The pandemic requires little adjustment in how he works. But it does force investors everywhere to think about which companies will do better in a scarred global economy. In Jackson’s case, the crisis has given his key holdings a huge boost: Zoom Video Communications Inc. and German food app company Delivery Hero SE have lifted his long-short fund at EMJ Capital Ltd. to a 56% gain this year.
Jackson tries to hunt down data on technology usage that will lead him to winners. On Feb. 3, more than a month before the virus was declared a pandemic, Jackson noticed a sudden spike in downloads of the Zoom app in China. He already owned the stock because he liked its video conferencing technology and its CEO. The China numbers persuaded him to double down.
“They are a verb. You don’t see too many verbs in the tech space. When one comes along like Google, you would have been wise to plunk down an investment and stick with it and I think the same is going to be the case for Zoom,” he said. Zoom shares have more than doubled this year.
Hedge funds were hit hard by client withdrawals and investment losses during the March market rout, with global hedge fund assets dropping below $3 trillion for the first time in six years. In Canada, only five of 61 hedge funds tracked by Venator Capital Management Ltd. posted gains in the first quarter of the year.
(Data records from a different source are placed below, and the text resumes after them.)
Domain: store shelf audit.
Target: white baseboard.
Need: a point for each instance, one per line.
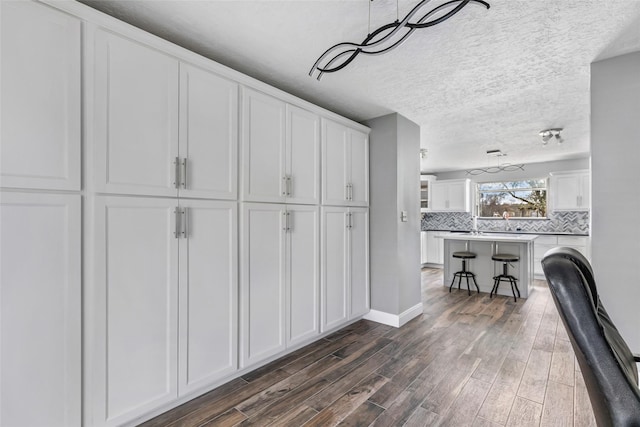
(395, 320)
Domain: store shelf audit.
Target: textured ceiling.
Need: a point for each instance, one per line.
(484, 79)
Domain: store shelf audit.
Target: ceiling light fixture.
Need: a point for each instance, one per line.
(548, 134)
(387, 37)
(505, 167)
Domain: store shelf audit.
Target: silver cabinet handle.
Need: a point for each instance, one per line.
(176, 172)
(183, 173)
(176, 231)
(183, 222)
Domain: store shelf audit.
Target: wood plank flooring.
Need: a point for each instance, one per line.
(467, 361)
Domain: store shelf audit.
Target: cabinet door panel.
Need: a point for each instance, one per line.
(40, 92)
(303, 155)
(40, 310)
(262, 282)
(334, 267)
(208, 133)
(359, 160)
(334, 163)
(304, 275)
(208, 293)
(135, 309)
(136, 122)
(359, 262)
(263, 145)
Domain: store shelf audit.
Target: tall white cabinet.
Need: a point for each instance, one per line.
(161, 220)
(280, 278)
(40, 228)
(345, 264)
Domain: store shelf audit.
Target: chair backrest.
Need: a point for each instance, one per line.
(607, 364)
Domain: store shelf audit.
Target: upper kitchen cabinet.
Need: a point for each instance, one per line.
(280, 151)
(142, 98)
(450, 196)
(41, 98)
(570, 191)
(345, 165)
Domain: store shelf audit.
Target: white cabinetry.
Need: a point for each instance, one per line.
(345, 165)
(147, 252)
(570, 191)
(40, 95)
(345, 265)
(279, 278)
(281, 151)
(142, 98)
(40, 294)
(435, 247)
(543, 243)
(450, 196)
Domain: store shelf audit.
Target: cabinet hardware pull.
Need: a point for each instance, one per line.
(183, 174)
(176, 231)
(183, 222)
(176, 166)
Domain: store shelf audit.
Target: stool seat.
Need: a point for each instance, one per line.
(505, 257)
(463, 255)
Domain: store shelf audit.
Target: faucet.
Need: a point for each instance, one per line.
(505, 215)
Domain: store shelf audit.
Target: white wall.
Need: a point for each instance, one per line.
(394, 185)
(615, 168)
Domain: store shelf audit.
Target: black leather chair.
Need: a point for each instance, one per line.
(608, 366)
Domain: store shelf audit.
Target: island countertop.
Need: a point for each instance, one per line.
(489, 237)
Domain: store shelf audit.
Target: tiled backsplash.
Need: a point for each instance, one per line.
(576, 222)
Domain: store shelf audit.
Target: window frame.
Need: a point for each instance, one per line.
(477, 207)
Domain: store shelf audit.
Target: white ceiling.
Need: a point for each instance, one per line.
(484, 79)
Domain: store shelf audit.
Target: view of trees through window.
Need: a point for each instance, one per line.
(519, 199)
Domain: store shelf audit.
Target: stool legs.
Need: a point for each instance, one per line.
(466, 274)
(505, 276)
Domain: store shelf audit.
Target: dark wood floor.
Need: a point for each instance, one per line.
(467, 361)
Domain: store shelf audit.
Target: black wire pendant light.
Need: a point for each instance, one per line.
(387, 37)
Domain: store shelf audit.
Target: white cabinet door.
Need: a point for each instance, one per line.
(40, 294)
(439, 196)
(345, 165)
(303, 156)
(263, 148)
(334, 163)
(208, 134)
(358, 262)
(262, 282)
(303, 275)
(359, 161)
(40, 95)
(133, 307)
(208, 293)
(334, 273)
(571, 191)
(135, 127)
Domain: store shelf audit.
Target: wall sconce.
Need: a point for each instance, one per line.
(548, 134)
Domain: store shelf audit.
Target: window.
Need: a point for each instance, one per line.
(519, 199)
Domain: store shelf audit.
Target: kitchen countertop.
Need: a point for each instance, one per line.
(490, 237)
(541, 233)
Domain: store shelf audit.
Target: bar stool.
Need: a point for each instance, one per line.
(464, 273)
(505, 259)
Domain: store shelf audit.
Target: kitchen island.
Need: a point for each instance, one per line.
(484, 245)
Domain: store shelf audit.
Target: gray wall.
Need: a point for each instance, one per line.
(394, 145)
(615, 168)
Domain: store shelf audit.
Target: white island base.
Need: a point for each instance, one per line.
(484, 246)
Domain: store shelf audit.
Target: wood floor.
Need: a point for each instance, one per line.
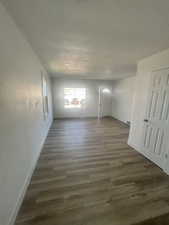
(88, 175)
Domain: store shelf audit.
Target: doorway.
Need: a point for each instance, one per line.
(156, 121)
(104, 103)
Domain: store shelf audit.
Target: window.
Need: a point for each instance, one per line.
(74, 97)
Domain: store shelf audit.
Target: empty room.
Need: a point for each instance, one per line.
(84, 112)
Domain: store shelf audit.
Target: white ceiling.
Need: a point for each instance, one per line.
(100, 39)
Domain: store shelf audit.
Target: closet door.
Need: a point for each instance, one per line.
(156, 122)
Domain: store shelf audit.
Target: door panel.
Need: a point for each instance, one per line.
(156, 123)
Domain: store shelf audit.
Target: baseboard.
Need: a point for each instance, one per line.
(121, 121)
(26, 184)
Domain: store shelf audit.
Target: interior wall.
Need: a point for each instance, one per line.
(92, 97)
(145, 67)
(22, 125)
(122, 98)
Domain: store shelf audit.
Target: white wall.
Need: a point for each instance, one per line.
(92, 89)
(22, 128)
(122, 95)
(145, 67)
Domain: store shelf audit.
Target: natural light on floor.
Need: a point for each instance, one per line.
(74, 97)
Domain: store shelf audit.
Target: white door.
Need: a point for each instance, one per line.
(156, 122)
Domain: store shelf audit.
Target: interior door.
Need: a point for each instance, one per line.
(156, 122)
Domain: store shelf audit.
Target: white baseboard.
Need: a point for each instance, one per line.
(21, 196)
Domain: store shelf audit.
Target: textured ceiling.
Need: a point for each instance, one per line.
(97, 39)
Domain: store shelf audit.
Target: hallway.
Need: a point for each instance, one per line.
(88, 175)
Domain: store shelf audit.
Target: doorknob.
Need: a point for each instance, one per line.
(146, 120)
Listening in Silicon Valley
Jackson runs one long-short fund, which has about $61 million in assets and is up 131% since inception in October 2017, as of Tuesday’s close. It typically owns about 11 to 20 stocks and has a similar number of short positions. Options are part of the strategy: the fund held out-of-the-money put options against some indices that rose sharply in value during the sell-off of late February and March as investors sought to buy protection against further declines.
On the long side, “I’m trying to find companies that I think have a good shot at doubling or tripling over the next two to three years and I typically want to hold them for that long,” he said. As is common in funds that focus on tech growth stocks, there can be high day-to-day volatility.
In normal times, he travels regularly to San Francisco and Silicon Valley to meet with contacts he’s built over decades after working in the tech industry himself. From 2000 to 2004, he worked at Toronto-based VoiceGenie Technologies Inc., a voice-recognition firm acquired by Alcatel for an undisclosed sum in 2006.
“If I start to hear the same name come up over and over again, that’s usually a good sign that the company is just on the cusp of something great,” Jackson said. “So I’m getting behind those companies early, sticking with them, not just sort of selling out quickly.”
Twilio Inc. was his biggest winner in 2018 after hearing about the company through friends and contacts. Shares of the San Francisco-based software maker rose 278% in 2018 and climbed another 10% last year as quarterly results kept beating expectations.